What’s Changing and Why It Matters
The One Big Beautiful Bill (OBBB) introduces significant changes to the tax treatment of charitable contributions, effective January 1, 2026. These updates will reduce the value of deductions for both individuals and businesses, especially those with higher incomes.
As a construction or real estate business owner, these changes may affect you in two primary ways:
- If your company is a pass-through entity (such as an S corporation, partnership, or sole proprietorship), charitable giving is typically deducted on your personal return. New individual level limits will apply to you.
- If your company is a C corporation, new rules will restrict how much of your corporate charitable giving is deductible.
The 2025 tax year represents a final opportunity to take full advantage of the current, more favorable charitable giving rules. This alert outlines the upcoming changes and how you can plan ahead to preserve your deductions.

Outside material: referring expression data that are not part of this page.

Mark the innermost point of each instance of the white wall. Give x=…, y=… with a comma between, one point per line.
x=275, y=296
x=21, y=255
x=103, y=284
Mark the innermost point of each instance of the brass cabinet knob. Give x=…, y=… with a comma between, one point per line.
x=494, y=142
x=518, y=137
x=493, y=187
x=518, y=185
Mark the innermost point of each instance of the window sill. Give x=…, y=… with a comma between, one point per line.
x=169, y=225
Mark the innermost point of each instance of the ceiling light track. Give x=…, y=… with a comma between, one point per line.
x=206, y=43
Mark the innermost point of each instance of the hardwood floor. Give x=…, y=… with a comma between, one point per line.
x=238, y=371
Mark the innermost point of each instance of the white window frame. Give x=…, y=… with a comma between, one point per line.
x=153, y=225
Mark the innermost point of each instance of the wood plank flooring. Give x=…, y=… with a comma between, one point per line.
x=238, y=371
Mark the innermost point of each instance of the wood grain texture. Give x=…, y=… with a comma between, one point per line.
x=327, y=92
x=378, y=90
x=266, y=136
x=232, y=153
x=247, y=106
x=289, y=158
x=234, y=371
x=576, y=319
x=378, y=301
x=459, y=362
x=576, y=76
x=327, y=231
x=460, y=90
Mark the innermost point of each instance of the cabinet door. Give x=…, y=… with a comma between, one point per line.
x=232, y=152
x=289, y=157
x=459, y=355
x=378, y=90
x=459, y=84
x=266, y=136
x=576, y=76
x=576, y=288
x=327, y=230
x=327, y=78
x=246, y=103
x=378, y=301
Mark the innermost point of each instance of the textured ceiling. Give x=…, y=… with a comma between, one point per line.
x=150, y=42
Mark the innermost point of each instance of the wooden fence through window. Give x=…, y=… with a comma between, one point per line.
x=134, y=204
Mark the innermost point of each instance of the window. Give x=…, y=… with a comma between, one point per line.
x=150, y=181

3 Key Changes Effective in 2026
New Adjusted Gross Income (AGI) Floor for Individuals
Only charitable donations above 0.5% of your AGI will be deductible.
- Example: If your AGI is $400,000, the first $2,000 of charitable contributions will not be deductible.

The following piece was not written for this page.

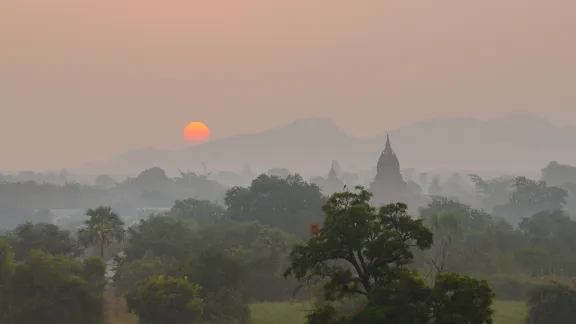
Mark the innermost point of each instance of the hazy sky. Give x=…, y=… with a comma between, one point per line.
x=83, y=80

Deduction Cap for High-Income Earners
The tax benefit from charitable giving will be capped at 35%, regardless of your tax bracket.
- Example: A $10,000 donation will result in a $3,500 tax benefit instead of $3,700.
These limitations apply at the individual level. If you own a pass-through construction or real estate business and make charitable donations personally (even if funded by business income), the new rules will apply to you.
Corporate Giving Floor – Applies to C Corporations
C corporations may only deduct charitable contributions that exceed 1% of taxable income.
- Example: A C corporation with $5 million in taxable income must donate more than $50,000 before any charitable deduction is allowed.
2 Recommended Actions for 2025
2025 is the last opportunity to take full advantage of the current deduction rules. Consider the following strategies:
Bunch Your Donations
Rather than spreading donations over several years, consider combining multiple years of giving into 2025 to maximize your deduction.
- Example: If you typically donate $15,000 annually, consider contributing $45,000 in 2025 to secure the full deduction before new limits apply.
Use a Donor-Advised Fund (DAF)
Make a large contribution to a DAF in 2025 and distribute funds to charities over time, capturing the full deduction this year.
Note: AGI-based deduction limits remain in effect for 2025:
- Cash donations are deductible up to 60% of AGI.
- Donations of appreciated stock or property are limited to 30% of AGI.
Be sure to factor these thresholds into your planning, especially for significant, one-time gifts.
How Your Construction or Real Estate Business Can Capitalize on the 2025 Charitable Giving Window
The upcoming OBBB changes will notably reduce the tax benefits of charitable giving for high-income individuals and C corporations beginning in 2026. With proactive planning, 2025 presents the final opportunity to benefit from the more generous deduction rules.
Whether donating personally or through your construction or real estate company, now is the time to act. Bunching contributions, leveraging donor-advised funds, and collaborating with your Kreischer Miller relationship professional can help secure valuable deductions before the rules change.